Oxycodone, the active ingredient in brand name pills such as Oxycontin, Roxicodone and Percocet, is a Schedule II controlled substance, meaning that it has a high potential for abuse, is only currently accepted in medical use applications with severe restrictions, and abuse of the drug may lead to severe psychological or physical dependence.

Between 2009 and June 27, 2012, DiLorenzo allegedly issued prescriptions to conspirators for drugs containing oxycodone outside the usual course of medical practice and not for any legitimate medical purpose. DiLorenzo charged purported patients $500 in cash for the first visit, $300 in cash for each successive visit and an additional $150 in cash for urine tests.

DiLorenzo employed three conspirators to act as “staff” at his office despite the fact that none of them had any medical training. DiLorenzo provided one of his conspirators with blank prescription pads and stamps in order to generate oxycodone prescriptions for purported patients. DiLorenzo would allegedly sign the prescriptions, often without any medical examination or only a cursory examination. DiLorenzo’s conspirators would obtain oxycodone pills at pharmacies and then distribute the pills.

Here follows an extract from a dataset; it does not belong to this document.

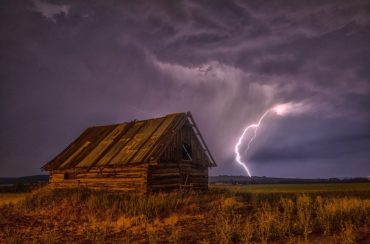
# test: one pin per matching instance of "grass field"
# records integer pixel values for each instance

DiLorenzo allegedly agreed to split the proceeds with some of his conspirators, but never reported or paid any employment taxes.

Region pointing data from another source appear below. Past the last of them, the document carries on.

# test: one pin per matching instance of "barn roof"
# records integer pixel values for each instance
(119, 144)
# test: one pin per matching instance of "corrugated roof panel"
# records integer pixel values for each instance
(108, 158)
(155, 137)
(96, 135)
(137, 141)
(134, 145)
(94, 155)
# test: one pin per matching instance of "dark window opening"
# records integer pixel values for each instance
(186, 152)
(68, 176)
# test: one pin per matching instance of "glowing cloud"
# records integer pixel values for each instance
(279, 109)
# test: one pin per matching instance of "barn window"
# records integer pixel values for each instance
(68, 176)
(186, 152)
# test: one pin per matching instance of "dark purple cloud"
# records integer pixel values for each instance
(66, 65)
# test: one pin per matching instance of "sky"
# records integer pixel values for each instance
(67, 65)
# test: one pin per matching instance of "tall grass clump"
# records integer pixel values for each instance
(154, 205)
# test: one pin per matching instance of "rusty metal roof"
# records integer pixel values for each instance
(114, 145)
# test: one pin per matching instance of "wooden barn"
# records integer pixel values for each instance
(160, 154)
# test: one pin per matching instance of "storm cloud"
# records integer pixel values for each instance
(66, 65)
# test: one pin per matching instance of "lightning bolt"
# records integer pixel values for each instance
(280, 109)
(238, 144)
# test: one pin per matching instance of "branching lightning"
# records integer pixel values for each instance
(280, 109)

DiLorenzo structured his share of the proceeds, depositing $1,090,939 in cash into various accounts via more than 150 separate transactions. All but one of the deposits was for an amount less than $10,000, which is the amount that requires the filing of a Currency Transaction Report (CTR). The one deposit for more than $10,000 – a $10,044 cash deposit – was accompanied by a deposit slip in the amount of $9,544. After being told by the teller that the amount was in excess of $10,000, DiLorenzo attempted to cancel the deposit rather than have the bank prepare and file a CTR. DiLorenzo also accumulated $521,212.25 in cash that was found at his house and the house of his parents.

The count of conspiracy to distribute oxycodone carries a maximum potential penalty of 20 years in prison and a $1 million fine. The structuring count carries a maximum potential penalty of 10 years in prison and a $500,000 fine. The conspiracy to launder money count carries a maximum potential penalty of 20 years in prison and a $500,000 fine. The tax counts each carry a maximum potential penalty of five years in prison and a $250, 000 fine. U.S. Attorney Fishman credited special agents of the FBI, under the direction of Special Agent in Charge Aaron T. Ford; special agents of IRS-Criminal Investigation, under the direction of Acting Special Agent in Charge Jonathan D. Larsen; and special agents of the Drug Enforcement Administration, under the direction of Special Agent in Charge Carl Kotowski, with the investigation leading to today’s indictment.

The government is represented by Assistant U.S. Attorney R. Joseph Gribko of the U.S. Attorney’s Office in Trenton and Tino Lisella, trial attorney with the U.S. Department of Justice, Tax Division.

The charge and allegations contained in the superseding indictment are merely accusations, and the defendant is considered innocent unless and until proven guilty.